The fifth Public Editor, Margaret Sullivan, wondered what was up with the “Hillary Clinton” beat, established all the way back in 2013:
I did think that it was somewhat inappropriate to have someone reporting on Hillary Clinton as a beat. It was supposed to be about the Clintons, but it really was about Hillary Clinton, well before she had even entered the race. As I think I said in the piece, the word “coronation” starts to come to mind. Not to say that the coverage was all positive, but to some extent, it was giving her tremendous amounts of attention, and it also sent the message that the Times had already decided that she would be the Democratic nominee. Then, when Sanders’ campaign comes along and the Times was, especially at first, not taking it very seriously, and in fact in some cases, writing about it rather disparagingly, that combined with the fact that Hillary Clinton had been getting this coverage all along.
Newsbusters documented that "Beat It, Bernie!" treatment of Sanders at the time.
Okrent later defended the paper from accusations of a purposeful liberal agenda: “The biggest misconception is the belief that there is an agenda. There isn’t. It’s so hard to have an agenda at a newspaper. A newspaper comes out by accident almost. The belief that there are orders being given, that are being followed, that the editorial position as expressed on the editorial page is determinative for what kind of coverage is in the newspaper -- that is all wrong. It’s simply untrue. And I without being there now, I’m sure it is as untrue today as it was then. Having said all that, I wish they didn’t have an editorial page.”
The paper’s last public editor, Liz Spayd, was ferociously criticized after bursting through the liberal bubble and appearing on Tucker Carlson’s program on Fox News. Robinson wrote:
Tucker Carlson, host of the Fox News prime-time news talk show Tucker Carlson Tonight, typically brings someone on the program that he can clash with. Spayd decided to go on the network, much to the surprise of viewers who later went to Twitter to voice their outrage. Their qualms included questions like, “why would a Times journalist go on Fox News, of all places?” “How could she agree with Tucker Carlson on anything?” In the interview, Carlson raises the issue of Times reporters claiming objectivity in their hard news reporting and then on Twitter making anti-Trump statements. She agreed with Carlson. The Times had sent memos to staff regarding Twitter behavior in the past, saying that, “You are a Times journalist, and your online behavior should be appropriate for a Times journalist.”

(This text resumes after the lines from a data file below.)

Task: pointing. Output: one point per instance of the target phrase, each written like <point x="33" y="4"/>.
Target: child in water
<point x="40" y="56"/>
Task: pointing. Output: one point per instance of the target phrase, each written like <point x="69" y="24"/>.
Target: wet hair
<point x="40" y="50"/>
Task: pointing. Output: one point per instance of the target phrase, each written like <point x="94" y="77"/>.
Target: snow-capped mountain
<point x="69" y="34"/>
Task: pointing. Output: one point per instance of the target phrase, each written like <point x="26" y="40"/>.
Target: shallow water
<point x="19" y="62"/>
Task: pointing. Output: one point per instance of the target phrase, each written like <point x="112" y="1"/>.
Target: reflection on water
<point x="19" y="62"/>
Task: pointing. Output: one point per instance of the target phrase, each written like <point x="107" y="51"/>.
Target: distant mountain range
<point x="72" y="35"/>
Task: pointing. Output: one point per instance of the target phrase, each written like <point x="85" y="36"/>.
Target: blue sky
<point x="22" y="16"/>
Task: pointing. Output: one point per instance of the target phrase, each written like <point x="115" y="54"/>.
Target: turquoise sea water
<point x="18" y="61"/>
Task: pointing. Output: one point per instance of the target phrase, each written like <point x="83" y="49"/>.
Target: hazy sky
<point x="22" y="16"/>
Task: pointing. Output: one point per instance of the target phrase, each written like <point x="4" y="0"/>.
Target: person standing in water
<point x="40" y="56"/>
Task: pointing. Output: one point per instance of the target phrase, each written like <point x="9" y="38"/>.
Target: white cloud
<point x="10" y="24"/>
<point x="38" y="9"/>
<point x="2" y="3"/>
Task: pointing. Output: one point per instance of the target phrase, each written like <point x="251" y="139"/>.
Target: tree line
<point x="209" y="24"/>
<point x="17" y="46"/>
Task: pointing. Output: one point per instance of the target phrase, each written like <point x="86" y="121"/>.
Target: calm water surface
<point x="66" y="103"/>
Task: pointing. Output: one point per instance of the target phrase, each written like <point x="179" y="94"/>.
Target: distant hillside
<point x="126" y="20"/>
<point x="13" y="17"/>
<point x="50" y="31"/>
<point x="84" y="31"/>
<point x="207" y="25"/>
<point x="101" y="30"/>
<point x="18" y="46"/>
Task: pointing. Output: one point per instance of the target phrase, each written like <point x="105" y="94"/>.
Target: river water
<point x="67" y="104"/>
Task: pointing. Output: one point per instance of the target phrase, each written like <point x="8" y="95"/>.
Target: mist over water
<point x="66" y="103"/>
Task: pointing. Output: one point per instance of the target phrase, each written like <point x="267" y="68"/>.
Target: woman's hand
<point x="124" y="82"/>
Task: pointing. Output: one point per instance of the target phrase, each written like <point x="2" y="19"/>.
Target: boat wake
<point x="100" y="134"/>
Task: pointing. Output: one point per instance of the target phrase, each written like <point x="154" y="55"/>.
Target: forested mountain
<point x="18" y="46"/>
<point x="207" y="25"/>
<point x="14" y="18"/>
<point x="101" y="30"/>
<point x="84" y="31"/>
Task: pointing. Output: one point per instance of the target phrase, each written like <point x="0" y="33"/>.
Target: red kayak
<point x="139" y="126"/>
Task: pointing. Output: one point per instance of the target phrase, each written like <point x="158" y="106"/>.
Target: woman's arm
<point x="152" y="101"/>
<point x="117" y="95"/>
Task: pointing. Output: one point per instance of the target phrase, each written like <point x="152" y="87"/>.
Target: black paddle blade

Robinson quoted Spayd on her Tucker experience:
I am completely comfortable with my decision to go on Tucker Carlson. I know who Tucker Carlson is. I didn’t just sort of wander out there without knowing. I decided to go on because it does matter to me to get outside the liberal echo chamber. I know who his audience is, and I wanted to speak to that audience about The New York Times....
After the election, Spayd noted reader complaints from liberals about the paper's reassuring liberal bubble: “....I think that there may be some who misconstrue that these were conservatives writing and complaining. These were mostly Clinton backers writing in to complain that the Times did not prepare them for the day that they woke up to [Donald Trump as president]. And also a lot of complaints that people felt like they were not really sufficiently shown the world outside the Acela corridor. Which I completely understand. It felt like they are accurate on that.”